IV- ESASIN İNCELENMESİ
Dava dilekçesi ve ekleri, işin esasına ilişkin rapor, iptali
istenen yasa kuralları, dayanılan ve ilgili görülen Anayasa kuralları ve
bunların gerekçeleri ile diğer yasama belgeleri okunup incelendikten sonra
gereği görüşülüp düşünüldü:
A- 4748 sayılı Yasa'nın 4. maddesinin (A) bendiyle 2820 sayılı
Yasa'nın 101. maddesine eklenen fıkrada yer alan “... yarısından az olmamak
kaydıyla...” ibaresinin incelenmesi
Dava dilekçesinde, Anayasa'nın 69. maddesinin yedinci fıkrasında,
Devlet yardımından yoksun bırakılacak tutarın takdir yetkisinin herhangi bir
sınırlamaya tabi tutulmaksızın Anayasa Mahkemesi'ne bırakıldığı, Mahkeme'nin bu
yetkisinin, “yarısından az olmamak kaydıyla” şeklinde yasayla getirilen bir
sınırlamayla kısıtlanamayacağı, Anayasa Mahkemesi'ne kanunla görev
verilemeyeceği, bu nedenle 2820 sayılı Yasa'nın 101. maddesiyle getirilen
sınırlamanın Anayasa'nın 69. maddesine aykırı olduğu ileri sürülmüştür.
4748 sayılı Yasa'nın 4. maddesinin (A) bendi ile 2820 sayılı
Yasa'nın 101. maddesine eklenen fıkrada, Anayasa Mahkemesi'nin, 101.
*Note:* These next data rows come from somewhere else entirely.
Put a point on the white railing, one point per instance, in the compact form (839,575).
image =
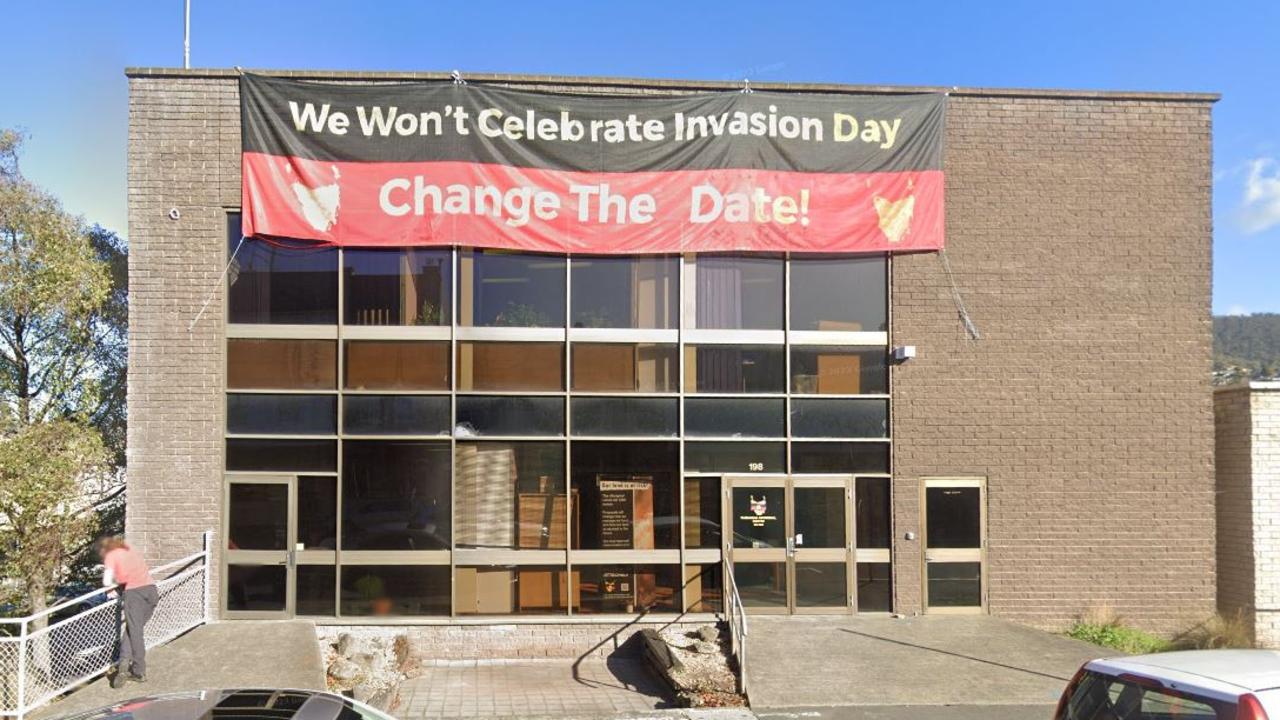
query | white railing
(736,625)
(81,636)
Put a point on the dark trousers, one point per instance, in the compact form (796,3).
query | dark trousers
(136,606)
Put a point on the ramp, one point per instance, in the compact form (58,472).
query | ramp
(220,655)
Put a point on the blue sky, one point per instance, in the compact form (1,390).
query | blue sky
(64,62)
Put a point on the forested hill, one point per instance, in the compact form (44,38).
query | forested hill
(1246,347)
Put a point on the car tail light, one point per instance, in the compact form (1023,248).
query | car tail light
(1063,702)
(1248,707)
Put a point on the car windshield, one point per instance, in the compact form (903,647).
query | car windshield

maddenin birinci fıkranın (a) ve (b) bentlerinde sayılan hallerde temelli
kapatma yerine, dava konusu fiillerin ağırlığına göre ilgili siyasi partinin
almakta olduğu son yıllık Devlet yardımı miktarının yarısından az olmamak
kaydıyla, bu yardımdan kısmen veya tamamen yoksun bırakılmasına, yardımın
tamamı ödenmişse aynı miktarın Hazineye iadesine karar verebileceği belirtilmiştir.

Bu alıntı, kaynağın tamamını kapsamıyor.